Street food #5 Le Stück burger




Je crois que je vais terminer la série des Street Food pour le moment avec des burgers et le nouveau Stück burger, qui s'est récemment installé près de Grand'Rue (toujours dans le même coin) !
J'en avais entendu parler comme étant le meilleur burger de Strasbourg... j'avoue ne pas avoir beaucoup de points de comparaison comme j'ai peu goûté d'autres burgers dans la région donc je ne trancherai pas cette question-là.

Cela dit, j'ai beaucoup apprécié leurs burgers faits majoritairement avec des ingrédients maison, de la bonne viande, du pain bien moelleux et goûteux, des sauces maison originales...
Quant aux frites, elles n'ont rien à envier à d'autres boutiques et je les ai même trouvées meilleures qu'à la Frituur.
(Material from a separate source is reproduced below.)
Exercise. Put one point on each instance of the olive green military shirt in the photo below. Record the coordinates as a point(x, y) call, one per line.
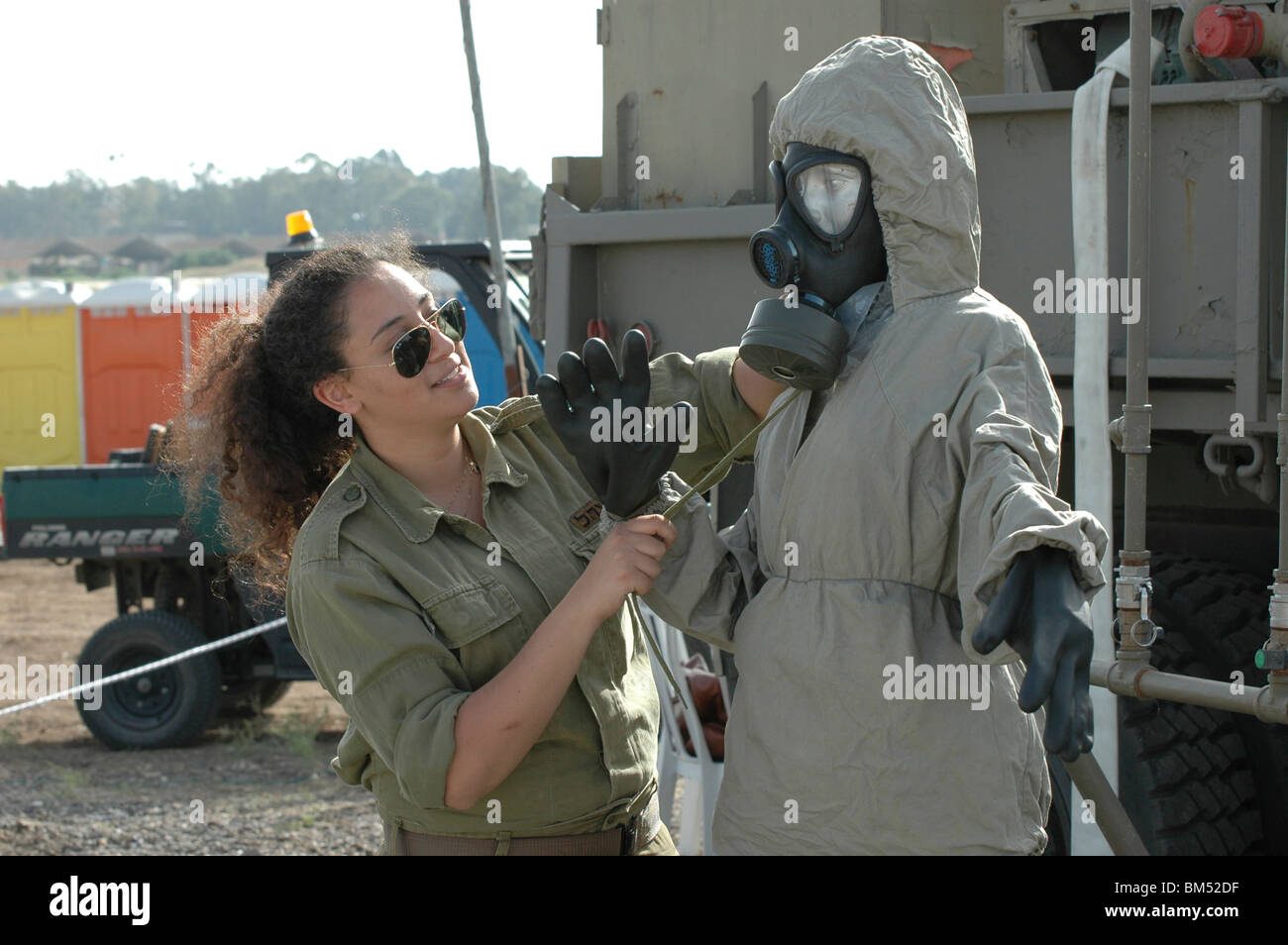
point(403, 609)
Les burgers ont des noms de quartiers de Strasbourg ou de la région (le Meinau, le Forêt Noire), on peut manger sur place (il y a quelques tables) mais l'essentiel de leurs commandes est à emporter. Je vous recommande d'ailleurs de passer surtout par ce dernier biais car cela sent pas mal le graillon, la cuisine étant ouverte.

Je vous laisse regarder et admirer !


 
 



Le Stück Burger
53 rue du fossé des tanneurs,
67000 STRASBOURG

dimanche 22 octobre 2017

Street food #4 Bagelstein




Cela fait plusieurs fois que je vais manger à Bagelstein et je suis toujours satisfaite de leurs bagels : les menus sont variés et les ingrédients savoureux




On peut choisir son pain (nature, au pavot, au sésame, complet, gratiné...) avec des variantes selon les semaines. Les garnitures en revanche sont fixes mais pour briser la monotonie ils proposent à chaque fois un bagel de saison, le Gaston, ainsi qu'un bagel du mois. Et pour ceux qui veulent vraiment s'affranchir de tous les codes et tester sans limite les possibilités folles du Bagel, il y a la version Albertine, où l'on choisit soi-même ce qu'on veut comme garniture.

Cream cheese nature ou avec ciboulette, oignons frits, avocat...

L'endroit lui-même est accueillant et émaillé de citations, d'affiches pleines d'humour.



 J'ai une préférence personnellement pour le bagel Isidore à la mozzarella, tomate séchée, pesto, poivron mariné et cream cheese :


Mais le Léontine et l'Hypolite sont très bons aussi !

Saumon fumé, oignons rouge, concombre
Poulet, cornichon, tomate, sauce miel moutarde


Vous pouvez aussi choisir en dessert des muffins, des cookies, des donuts... mais j'avoue que j'ai été assez déçue par leur qualité. On est nettement en-dessous des bagels.


 Les boissons sont comprises dans le menu, sauf pour certaines comme le Green Tea ci-dessous, où ils demandent un supplément d'un euro.



Bagelstein
15, rue des Francs-Bourgeois
67000 STRASBOURG 



mardi 26 septembre 2017

Street food #3 : Fior di pizza




Fior di pizza est une nouvelle pizzeria qui a ouvert à Grand'Rue près du vieux marché aux vins et qui propose notamment des parts de pizza à manger sur place ou à emporter, comme en Italie.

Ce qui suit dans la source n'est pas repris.